Harry Posner’s Paper Box Empire
In the early 20th C the factory buildings of the New England-Anderson Brick Works (which had seen various tenants in the meantime), were taken over by the Worcester Paper Box Company. This company produced paper packaging for a wide range of household products including sugar, tea, coffee, and shoes. Founded in 1914 by Harry Posner, the company had been located in Worcester before its move to Medford. Posner (1881-1962) was born in Mohilev, Russia and emigrated to the United States in 1900, fleeing the pogroms. He first moved to New York, and then to Worcester, where a friend loaned him money to start a company making shoeboxes. After moving his business to Medford in 1927, Posner and his wife Hannah lived at 104 Traincroft Road, off High Street.
Posner was honored in 1938 by President Franklin Roosevelt for his “enlightened labor policy.” Posner’s paper box company helped to finance workers’ homes and their children’s educations, among other employee benefits.

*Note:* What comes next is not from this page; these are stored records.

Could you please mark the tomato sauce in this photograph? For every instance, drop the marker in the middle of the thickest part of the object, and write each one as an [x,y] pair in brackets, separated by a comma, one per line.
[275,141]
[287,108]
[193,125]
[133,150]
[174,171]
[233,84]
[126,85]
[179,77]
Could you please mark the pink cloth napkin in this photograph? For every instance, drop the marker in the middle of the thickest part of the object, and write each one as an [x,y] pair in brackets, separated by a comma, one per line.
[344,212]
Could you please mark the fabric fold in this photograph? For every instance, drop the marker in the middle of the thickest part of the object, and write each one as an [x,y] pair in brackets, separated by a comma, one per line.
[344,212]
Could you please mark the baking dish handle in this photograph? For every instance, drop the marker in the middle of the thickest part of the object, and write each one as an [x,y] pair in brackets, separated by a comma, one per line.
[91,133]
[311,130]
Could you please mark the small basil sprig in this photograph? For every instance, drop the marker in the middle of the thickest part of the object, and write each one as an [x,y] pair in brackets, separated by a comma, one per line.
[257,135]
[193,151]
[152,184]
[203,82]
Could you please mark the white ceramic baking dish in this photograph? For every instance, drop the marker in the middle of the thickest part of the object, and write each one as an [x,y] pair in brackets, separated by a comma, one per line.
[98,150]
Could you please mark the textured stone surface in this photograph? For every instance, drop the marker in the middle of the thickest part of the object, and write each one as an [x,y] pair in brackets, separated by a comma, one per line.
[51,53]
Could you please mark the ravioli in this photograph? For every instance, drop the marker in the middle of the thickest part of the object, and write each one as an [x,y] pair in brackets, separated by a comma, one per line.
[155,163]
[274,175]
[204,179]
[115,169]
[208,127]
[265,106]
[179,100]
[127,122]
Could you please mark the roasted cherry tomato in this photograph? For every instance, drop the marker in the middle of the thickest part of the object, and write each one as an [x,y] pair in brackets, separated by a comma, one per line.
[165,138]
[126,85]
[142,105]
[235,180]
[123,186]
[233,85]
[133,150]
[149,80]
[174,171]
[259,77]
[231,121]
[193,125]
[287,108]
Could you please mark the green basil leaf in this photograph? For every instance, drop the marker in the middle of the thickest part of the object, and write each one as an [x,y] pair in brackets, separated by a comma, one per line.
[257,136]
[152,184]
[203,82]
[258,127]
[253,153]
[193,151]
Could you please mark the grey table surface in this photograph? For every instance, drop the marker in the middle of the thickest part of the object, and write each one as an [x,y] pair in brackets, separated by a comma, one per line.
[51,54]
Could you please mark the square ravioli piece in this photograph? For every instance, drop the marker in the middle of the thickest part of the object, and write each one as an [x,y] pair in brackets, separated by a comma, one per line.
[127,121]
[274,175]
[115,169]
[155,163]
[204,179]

In the 1940s, Posner founded Medford’s Combined Jewish Appeal, which he chaired for over two decades. In 1953 Posner made international news with a $1 million donation, earmarked for medical education, to Tufts University, one of the largest donations that university had ever received. He explained then that the gift was “part payment of the blessings we enjoy in this land of freedom an opportunity.” By 1958 his company employed over 300 people at the Medford plant, and later that year Posner bought the buildings of the New England Bedding Company, next door.

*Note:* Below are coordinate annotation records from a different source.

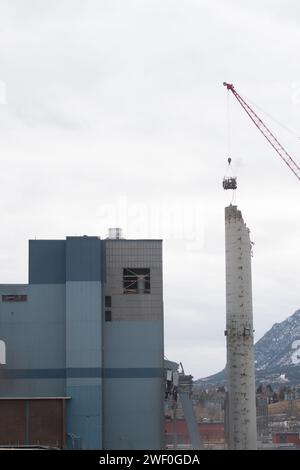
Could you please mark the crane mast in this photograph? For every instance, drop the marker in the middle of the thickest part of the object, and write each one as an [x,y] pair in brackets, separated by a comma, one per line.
[284,155]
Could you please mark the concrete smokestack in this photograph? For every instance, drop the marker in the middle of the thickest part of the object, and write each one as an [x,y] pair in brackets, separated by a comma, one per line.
[239,333]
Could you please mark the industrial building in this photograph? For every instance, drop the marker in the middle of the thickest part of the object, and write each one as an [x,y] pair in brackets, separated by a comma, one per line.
[239,333]
[83,361]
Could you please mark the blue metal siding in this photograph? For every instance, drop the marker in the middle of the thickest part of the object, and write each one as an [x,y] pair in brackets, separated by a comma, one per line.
[34,332]
[47,262]
[83,259]
[84,362]
[133,402]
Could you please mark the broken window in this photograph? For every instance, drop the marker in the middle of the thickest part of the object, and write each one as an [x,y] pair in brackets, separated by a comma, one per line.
[136,280]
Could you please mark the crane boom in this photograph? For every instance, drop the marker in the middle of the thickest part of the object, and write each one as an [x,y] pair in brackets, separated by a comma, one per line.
[284,155]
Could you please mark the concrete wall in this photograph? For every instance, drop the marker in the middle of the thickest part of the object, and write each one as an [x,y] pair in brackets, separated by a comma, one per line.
[239,328]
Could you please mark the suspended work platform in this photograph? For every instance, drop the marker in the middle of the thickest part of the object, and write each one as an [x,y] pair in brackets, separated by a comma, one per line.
[230,182]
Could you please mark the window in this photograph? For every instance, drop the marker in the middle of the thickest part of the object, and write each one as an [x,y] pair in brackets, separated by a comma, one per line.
[107,315]
[14,298]
[136,280]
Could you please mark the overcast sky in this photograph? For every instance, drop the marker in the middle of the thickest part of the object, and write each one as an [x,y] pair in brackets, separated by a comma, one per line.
[113,113]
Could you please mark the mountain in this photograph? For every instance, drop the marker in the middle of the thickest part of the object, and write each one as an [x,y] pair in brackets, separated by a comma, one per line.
[277,355]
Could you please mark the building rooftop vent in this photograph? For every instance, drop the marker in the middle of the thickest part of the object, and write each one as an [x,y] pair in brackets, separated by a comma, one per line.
[115,233]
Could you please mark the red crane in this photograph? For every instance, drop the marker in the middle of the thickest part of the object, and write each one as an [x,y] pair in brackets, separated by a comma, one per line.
[284,155]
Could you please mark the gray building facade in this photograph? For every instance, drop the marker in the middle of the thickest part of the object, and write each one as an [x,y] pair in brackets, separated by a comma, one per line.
[88,328]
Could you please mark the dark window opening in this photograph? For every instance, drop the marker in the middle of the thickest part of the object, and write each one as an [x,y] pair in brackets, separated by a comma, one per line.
[108,315]
[14,298]
[136,280]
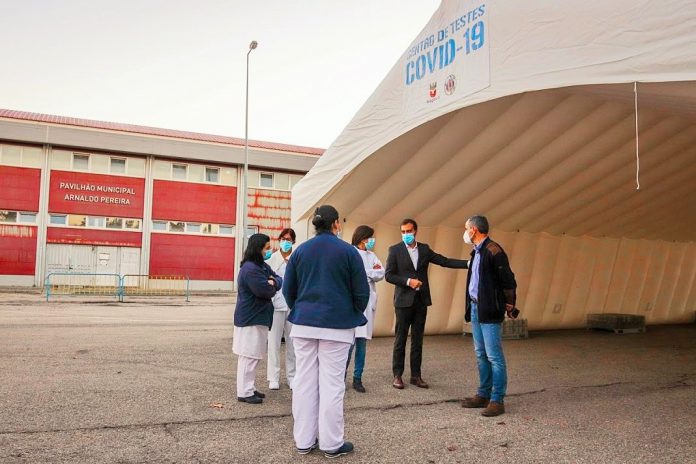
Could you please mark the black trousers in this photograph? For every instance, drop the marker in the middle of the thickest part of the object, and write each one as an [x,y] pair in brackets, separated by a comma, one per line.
[412,317]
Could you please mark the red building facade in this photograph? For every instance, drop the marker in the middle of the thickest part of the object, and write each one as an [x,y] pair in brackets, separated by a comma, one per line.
[85,208]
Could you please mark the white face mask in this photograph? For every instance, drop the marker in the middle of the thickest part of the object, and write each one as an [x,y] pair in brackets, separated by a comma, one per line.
[467,238]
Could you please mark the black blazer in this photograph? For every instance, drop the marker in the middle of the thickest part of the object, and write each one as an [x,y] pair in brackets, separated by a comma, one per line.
[400,269]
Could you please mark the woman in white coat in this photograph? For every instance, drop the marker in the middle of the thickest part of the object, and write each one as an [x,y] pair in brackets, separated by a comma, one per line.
[364,241]
[281,327]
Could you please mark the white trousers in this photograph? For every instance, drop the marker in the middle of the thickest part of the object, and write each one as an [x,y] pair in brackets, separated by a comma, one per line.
[317,395]
[280,327]
[246,376]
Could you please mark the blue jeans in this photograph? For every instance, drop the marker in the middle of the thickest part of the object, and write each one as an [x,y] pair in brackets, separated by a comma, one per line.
[360,352]
[488,347]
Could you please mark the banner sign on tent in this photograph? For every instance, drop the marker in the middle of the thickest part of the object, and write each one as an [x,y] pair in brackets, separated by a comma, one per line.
[450,59]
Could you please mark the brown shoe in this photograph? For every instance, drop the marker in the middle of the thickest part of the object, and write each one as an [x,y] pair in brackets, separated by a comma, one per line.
[419,382]
[493,409]
[475,402]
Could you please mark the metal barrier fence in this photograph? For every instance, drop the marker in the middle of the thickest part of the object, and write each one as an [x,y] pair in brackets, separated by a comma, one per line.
[68,283]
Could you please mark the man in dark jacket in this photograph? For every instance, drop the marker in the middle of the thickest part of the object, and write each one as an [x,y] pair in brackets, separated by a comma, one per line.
[326,290]
[407,269]
[491,293]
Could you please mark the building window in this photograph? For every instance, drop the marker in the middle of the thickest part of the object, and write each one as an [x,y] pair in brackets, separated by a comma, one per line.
[133,224]
[212,175]
[80,162]
[159,225]
[179,171]
[8,216]
[114,223]
[210,229]
[58,219]
[176,226]
[95,221]
[77,221]
[27,217]
[266,180]
[118,165]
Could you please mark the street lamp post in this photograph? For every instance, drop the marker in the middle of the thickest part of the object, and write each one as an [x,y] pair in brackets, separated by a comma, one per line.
[252,46]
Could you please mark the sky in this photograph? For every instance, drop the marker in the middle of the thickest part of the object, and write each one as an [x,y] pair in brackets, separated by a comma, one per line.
[180,64]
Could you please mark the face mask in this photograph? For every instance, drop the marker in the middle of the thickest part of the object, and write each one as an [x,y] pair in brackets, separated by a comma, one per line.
[467,238]
[408,238]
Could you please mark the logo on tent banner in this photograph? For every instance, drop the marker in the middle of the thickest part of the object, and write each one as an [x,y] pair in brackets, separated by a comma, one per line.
[450,84]
[433,89]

The buildings of the New England Bedding Company formerly housed the Glenwood Dye Works, a second turn of the century factory still standing today on the site of the planned 970 Fellsway redevelopment.

Tufts President Nils Y. Wessell,displays a model for the Posner Hall dormitory at the Tufts Medical School, for Harry and Hannah Posner, c. 1954
The additional 130,000 square feet of the former Glenwood Dye Works allowed the company to remain in Medford during a period of expansion and transition. In March of 1961 Posner’s company was acquired by the Federal Paper Board Company and once merged, Federal Paper Board called the Medford plant one of their “most efficient and well organized units, serving some of our finest and largest customers.” Federal Paper Board, founded in New Jersey in 1916, had aggressively expanded throughout the twentieth century by buying numerous mills and factories. The company was listed on the New York Stock Exchange in 1953 and growth continued apace. The Medford facility was one of several purchased in 1961; in addition Federal Paper Board constructed the world’s largest paperboard mill in Sprague, Connecticut that same year.
The Federal Paper Board Company’s earnings were seriously affected by the 1970s oil embargo. This combined, in 1977, with poor weather conditions and a drop in wood pulp prices. That year the company shuttered two of its carton plants – the Medford, Massachusetts plant and one in Pennsylvania. Around 500 people lost their jobs between the two closures. After Federal Paper Board’s departure, the complex was converted for use by numerous smaller businesses and is still in use today.